Rien n’étouffe plus les bonnes semences que l’abondance des mauvaises herbes ; rien ne rend un esprit plus stérile en pensées justes et solides que cette mauvaise fertilité des pensées communes. L’esprit s’accoutume à cette facilité, et ne fait plus d’efforts pour trouver les raisons propres, particulières et naturelles, qui ne se découvrent que dans la considération attentive de son sujet.

On devrait considérer que cette abondance qu’on recherche par le moyen de ces lieux, est un très-petit avantage. Ce n’est pas ce qui manque à la plupart du monde. On pèche beaucoup plus par excès que par défaut ; et les discours que l’on fait ne sont que trop remplis de matière. Ainsi, pour former les hommes dans une éloquence judicieuse et solide, il serait bien plus utile de leur apprendre à se taire qu’à parler, c’est-à-dire à supprimer et à retrancher les pensées basses, communes et fausses, qu’à produire, comme ils font, un amas confus de raisonnements bons et mauvais, dont on remplit les livres et les discours.

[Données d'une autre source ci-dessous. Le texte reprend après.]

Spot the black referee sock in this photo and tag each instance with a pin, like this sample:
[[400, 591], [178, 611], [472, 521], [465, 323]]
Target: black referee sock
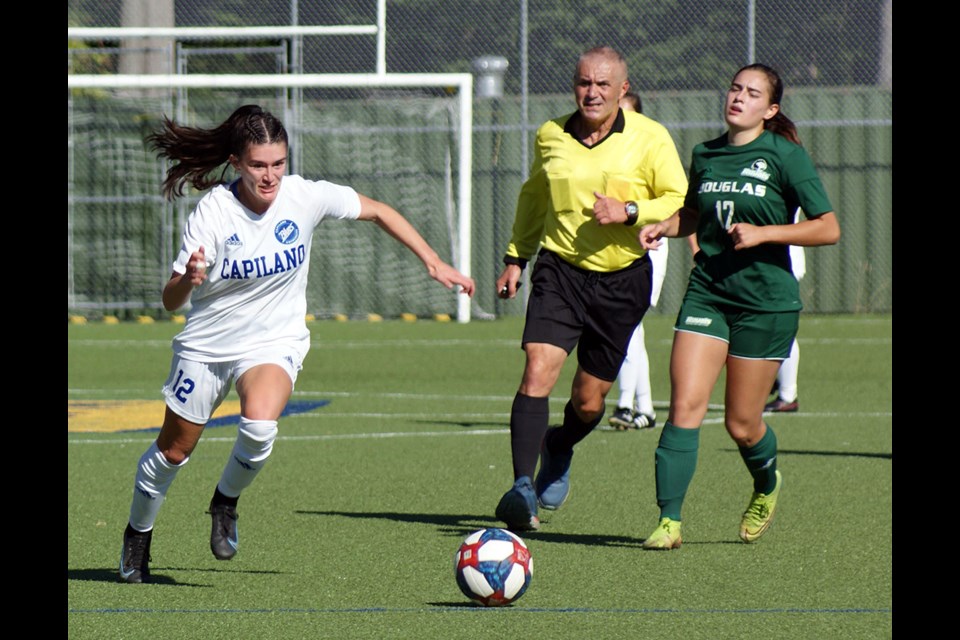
[[529, 418], [219, 498], [573, 430]]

Et comme l’usage des lieux ne peut guère servir qu’à trouver de ces sortes de pensées, on peut dire que s’il est bon de savoir ce qu’on en dit, parce que tant de personnes célèbres en ont parlé qu’ils ont formé une espèce de nécessité de ne pas ignorer une chose si commune, il est encore beaucoup plus important d’être persuadé qu’il

  1. Les disciples de Raymond Lulle, qui s’efforcent d’appliquer l’ars magna.